Die Baustelle Lessingstraße 25
Wie Sanierungen auf dem Rücken von Bewohnern ausgetragen werden, kann man aktuell in der Lessingstraße 25 beobachten. Besonders gravierend ist an diesem Fall, dass es sich bei den Bewohnern um Menschen handelt, die froh waren, endlich eine Wohnung gefunden zu haben. Ehemalige Obdachlose, die es nicht gewohnt sind, sich durch Mieterverbände oder Anwälte gegen profitorientierte Eigentümer zu wehren. Über zehn Jahre war das auch nicht notwendig, denn mit fiftyfifty und der Ordensgemeinschaft der Armen Brüder, heutige FranzFreunde, hatten sie Vermieter, die ihre Probleme genau kannte und sie sozial betreuten.
Die 27 Briefkästen – ein Zeugnis früherer Zeiten
Das änderte sich schlagartig, als die sogenannten "FranzFreunde" die Immobilie im Januar 2017 an eine Berliner Grundstücksgesellschaft, die HMS, verscherbelten. Mit Zahlungsangeboten von bis zu 2500 Euro wollte die HMS den Mietern den Auszug drängen. Doch vielen Bewohnern war klar, eine neue Wohnung würden sie nicht finden. Sie blieben. Damit wurde es ungemütlich, denn der Eigentümer startete Sanierungsmaßnahmen, die Dreck, Krach und Einschränkungen nach sich zogen.
Die Drohung "letzte Kontaktaufnahme mit Handynummer" wurde an eine Tür geklebt, hinter der offenbar noch jemand wohnt
Anfang Januar 2019 kam dann die nächste Eskalationsstufe. Die Heizung war aus, Wasser floss nicht mehr in den Leitungen, viele Stromkabel wurden rausgerissen. Obwohl immer noch Menschen im Haus leben. Der 74-jährige Hans musste Anfang Januar ins Krankenhaus. Nach seiner Rückkehr traute er seinen Augen nicht. In den Räumen seiner Wohngemeinschaft waren die Zwischendecken herausgerissen, im Nachbarraum die Stromkabel gezogen, Wasser gab es keins und als Heizung wurde ihm ein kleiner Radiator ins Zimmer geschoben. Den kann er jedoch nur anwerfen, wenn er die Steckdose, die noch funktioniert, nicht für seine Kochplatte oder den Kühlschrank braucht. Denn Strom ist nur noch auf einer Zimmerseite vorhanden. Er ist mit den Nerven am Ende. Und muss nun ausgerechnet bei den sogenannten "FranzFreunden" zu Kreuze kriechen, in einem Zimmer. Das Ende seines selbständigen Lebens mit eigenem Mietvertrag.
Im Sommer 2018 wurde vor Gericht ein Vergleich geschlossen, damals hofften die Bewohner noch auf Besserung. Nun sind bis auf einen alle aus dem Haus geflüchtet.
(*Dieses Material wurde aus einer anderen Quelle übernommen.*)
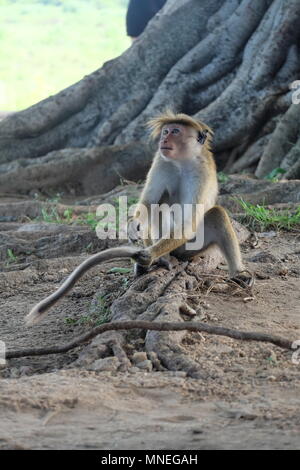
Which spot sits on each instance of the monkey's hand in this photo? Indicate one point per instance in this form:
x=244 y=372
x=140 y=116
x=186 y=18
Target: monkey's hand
x=143 y=257
x=244 y=279
x=133 y=230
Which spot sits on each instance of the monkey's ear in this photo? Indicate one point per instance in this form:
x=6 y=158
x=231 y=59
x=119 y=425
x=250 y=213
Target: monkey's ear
x=202 y=137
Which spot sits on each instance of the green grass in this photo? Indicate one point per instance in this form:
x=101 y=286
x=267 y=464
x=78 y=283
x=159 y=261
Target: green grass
x=99 y=314
x=261 y=218
x=47 y=45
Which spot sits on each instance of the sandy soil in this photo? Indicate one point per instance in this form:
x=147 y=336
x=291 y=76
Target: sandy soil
x=250 y=399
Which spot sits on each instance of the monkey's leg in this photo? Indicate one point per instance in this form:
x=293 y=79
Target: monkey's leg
x=139 y=269
x=218 y=230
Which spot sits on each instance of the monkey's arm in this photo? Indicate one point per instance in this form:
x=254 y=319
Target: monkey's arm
x=40 y=309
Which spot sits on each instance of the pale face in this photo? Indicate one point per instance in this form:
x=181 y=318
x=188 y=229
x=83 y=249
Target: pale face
x=179 y=142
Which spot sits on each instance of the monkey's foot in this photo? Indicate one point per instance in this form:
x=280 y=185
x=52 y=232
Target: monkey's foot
x=143 y=257
x=139 y=270
x=164 y=262
x=244 y=279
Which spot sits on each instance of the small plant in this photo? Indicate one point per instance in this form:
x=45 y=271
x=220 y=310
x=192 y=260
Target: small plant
x=120 y=270
x=50 y=215
x=261 y=218
x=11 y=257
x=99 y=314
x=274 y=175
x=222 y=177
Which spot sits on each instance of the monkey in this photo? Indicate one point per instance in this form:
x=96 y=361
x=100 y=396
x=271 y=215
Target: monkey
x=183 y=172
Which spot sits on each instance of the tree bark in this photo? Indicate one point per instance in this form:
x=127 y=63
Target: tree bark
x=229 y=63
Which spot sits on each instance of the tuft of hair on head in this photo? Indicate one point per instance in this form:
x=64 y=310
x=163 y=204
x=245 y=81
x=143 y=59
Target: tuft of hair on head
x=170 y=117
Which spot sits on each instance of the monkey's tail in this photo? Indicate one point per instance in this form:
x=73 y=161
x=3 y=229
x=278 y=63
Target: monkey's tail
x=39 y=310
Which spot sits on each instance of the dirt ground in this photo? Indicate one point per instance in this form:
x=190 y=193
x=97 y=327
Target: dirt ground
x=250 y=399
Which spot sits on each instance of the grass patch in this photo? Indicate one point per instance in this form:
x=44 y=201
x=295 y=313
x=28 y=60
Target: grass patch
x=47 y=45
x=261 y=218
x=99 y=314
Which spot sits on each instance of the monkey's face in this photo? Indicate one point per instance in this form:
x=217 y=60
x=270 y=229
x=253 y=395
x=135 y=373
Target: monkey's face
x=178 y=142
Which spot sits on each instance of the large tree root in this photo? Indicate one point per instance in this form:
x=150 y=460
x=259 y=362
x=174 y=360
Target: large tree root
x=156 y=326
x=232 y=68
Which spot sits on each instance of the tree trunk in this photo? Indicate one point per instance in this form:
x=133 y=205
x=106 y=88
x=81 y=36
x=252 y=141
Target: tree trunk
x=229 y=63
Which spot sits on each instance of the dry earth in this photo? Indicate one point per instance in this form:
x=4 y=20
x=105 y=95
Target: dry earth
x=250 y=399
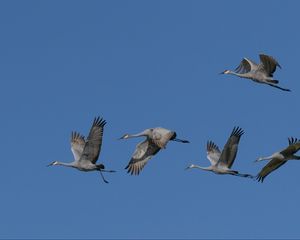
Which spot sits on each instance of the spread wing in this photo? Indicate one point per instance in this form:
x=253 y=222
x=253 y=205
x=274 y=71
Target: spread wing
x=294 y=146
x=231 y=147
x=93 y=143
x=77 y=145
x=246 y=65
x=268 y=64
x=270 y=167
x=213 y=152
x=143 y=153
x=161 y=136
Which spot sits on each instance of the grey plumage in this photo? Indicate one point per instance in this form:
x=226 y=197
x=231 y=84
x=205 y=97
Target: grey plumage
x=221 y=162
x=86 y=152
x=156 y=139
x=277 y=159
x=260 y=73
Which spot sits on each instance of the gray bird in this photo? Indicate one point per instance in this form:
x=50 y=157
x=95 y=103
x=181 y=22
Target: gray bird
x=156 y=139
x=277 y=159
x=86 y=152
x=221 y=162
x=261 y=73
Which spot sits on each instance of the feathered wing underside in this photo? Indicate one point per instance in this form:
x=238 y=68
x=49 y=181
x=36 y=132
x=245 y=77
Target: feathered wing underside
x=77 y=145
x=93 y=144
x=294 y=146
x=143 y=153
x=270 y=167
x=213 y=152
x=162 y=136
x=231 y=147
x=268 y=64
x=246 y=65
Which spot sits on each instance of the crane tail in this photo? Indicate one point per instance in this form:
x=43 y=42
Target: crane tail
x=104 y=180
x=180 y=140
x=283 y=89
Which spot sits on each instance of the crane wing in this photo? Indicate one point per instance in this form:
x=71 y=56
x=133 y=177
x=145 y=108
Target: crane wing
x=143 y=153
x=270 y=167
x=213 y=152
x=93 y=143
x=268 y=64
x=162 y=136
x=294 y=146
x=77 y=145
x=246 y=65
x=231 y=147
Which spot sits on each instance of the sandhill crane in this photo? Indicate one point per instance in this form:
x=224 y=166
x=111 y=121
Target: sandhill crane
x=221 y=162
x=156 y=139
x=86 y=152
x=279 y=158
x=261 y=73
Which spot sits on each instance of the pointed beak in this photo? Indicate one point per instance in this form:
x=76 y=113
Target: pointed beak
x=50 y=164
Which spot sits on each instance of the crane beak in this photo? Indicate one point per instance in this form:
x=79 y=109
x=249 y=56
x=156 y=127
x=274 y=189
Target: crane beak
x=225 y=72
x=50 y=164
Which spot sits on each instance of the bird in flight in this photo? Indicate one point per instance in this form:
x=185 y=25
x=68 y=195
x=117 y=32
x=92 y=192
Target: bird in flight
x=277 y=159
x=156 y=139
x=260 y=73
x=86 y=151
x=222 y=161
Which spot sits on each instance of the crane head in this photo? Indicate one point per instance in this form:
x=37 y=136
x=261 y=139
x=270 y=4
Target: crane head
x=225 y=72
x=189 y=167
x=52 y=164
x=125 y=136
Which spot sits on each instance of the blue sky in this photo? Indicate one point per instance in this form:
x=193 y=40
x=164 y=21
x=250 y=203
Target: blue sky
x=142 y=64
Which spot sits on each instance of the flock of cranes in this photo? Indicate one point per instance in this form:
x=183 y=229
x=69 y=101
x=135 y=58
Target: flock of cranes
x=86 y=151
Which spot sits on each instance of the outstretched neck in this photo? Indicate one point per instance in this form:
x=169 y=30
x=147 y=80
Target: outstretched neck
x=202 y=168
x=295 y=157
x=141 y=134
x=65 y=164
x=234 y=73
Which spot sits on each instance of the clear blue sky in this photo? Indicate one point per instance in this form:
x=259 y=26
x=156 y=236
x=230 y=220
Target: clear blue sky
x=142 y=64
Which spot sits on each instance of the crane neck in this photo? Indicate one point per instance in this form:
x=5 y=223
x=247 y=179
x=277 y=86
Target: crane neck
x=71 y=164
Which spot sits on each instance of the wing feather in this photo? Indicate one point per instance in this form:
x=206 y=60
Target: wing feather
x=229 y=152
x=294 y=146
x=213 y=152
x=270 y=167
x=143 y=153
x=268 y=64
x=93 y=143
x=246 y=65
x=162 y=136
x=77 y=145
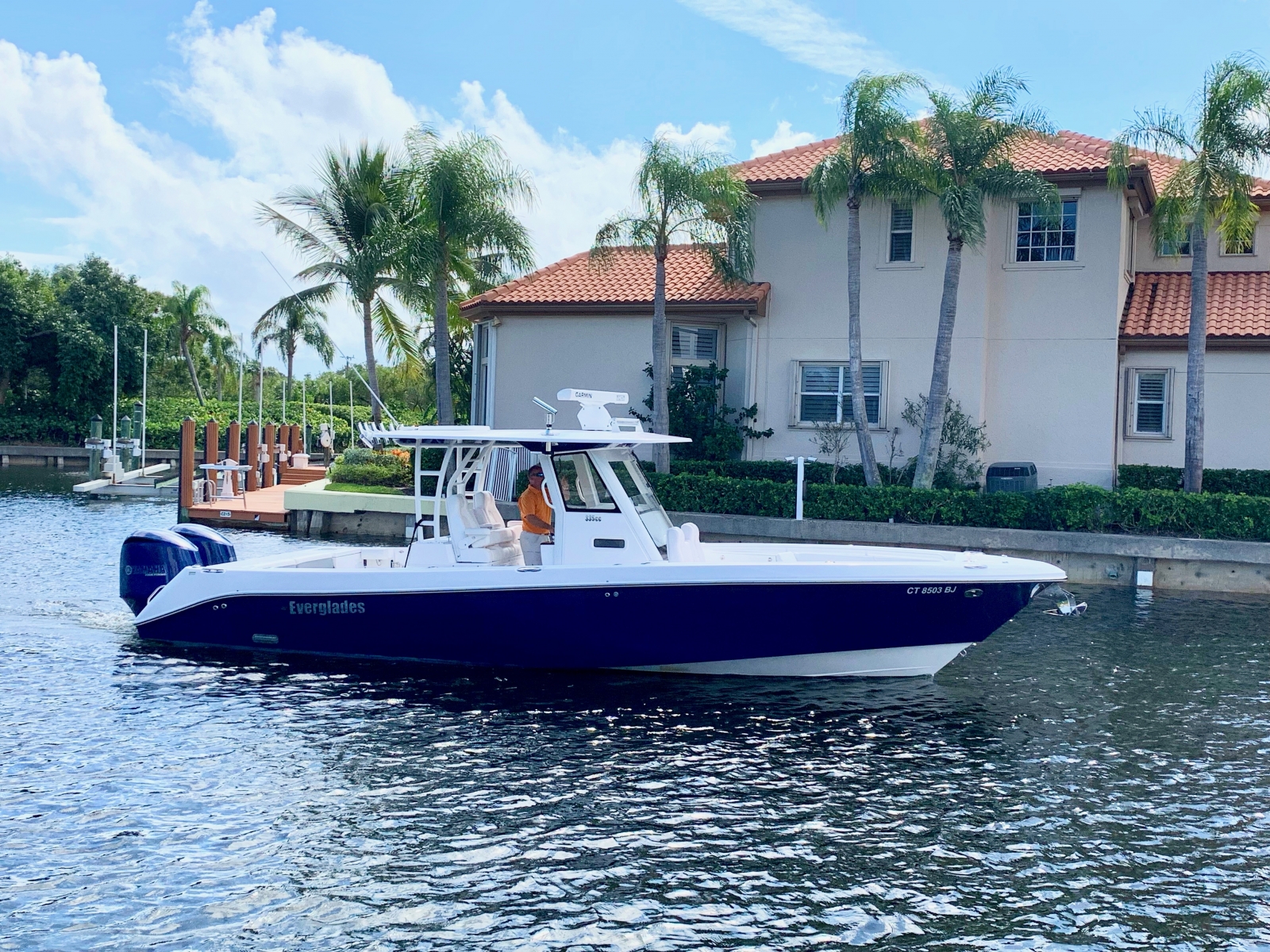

Vor dem Haus treffen wir am Mittwoch (30.1.) Willi Moers, der im Erdgeschoss des Hauses eine Wohnung hatte und bereits vor Wochen aufgab. Er hat ein Appartment in Aussicht und ist heilfroh, der Baustelle zu entkommen. Über zwanzig ehemals Obdachlose wohnten in der Lessingstraße, jetzt sind es noch vier – die trotz der Einschränkungen ausharren wollen.
Die Lessingstraße 25 – ist an vielen Stellen in der Stadt
Der Eigentümer kommentiert die Situation nicht. Die Gesellschaft ist nur ein Beispiel von vielen, wie in Düsseldorf ganze Häuser „leer renoviert“ werden, um sie anschließend als Eigentumswohnungen oder für teure Mieten an neue Bewohner zu geben. Düsseldorf ist ein teures Wohnpflaster.Offenbar hat die Stadt keine Handhabe, Mieter vor solchen Luxussanierungen zu schützen. Im großen Stil wurde dies bereits bei Hassels 2.0 vollzogen, aber auch viele Immobilien in der Innenstadt werden zu Spekulationsobjekten.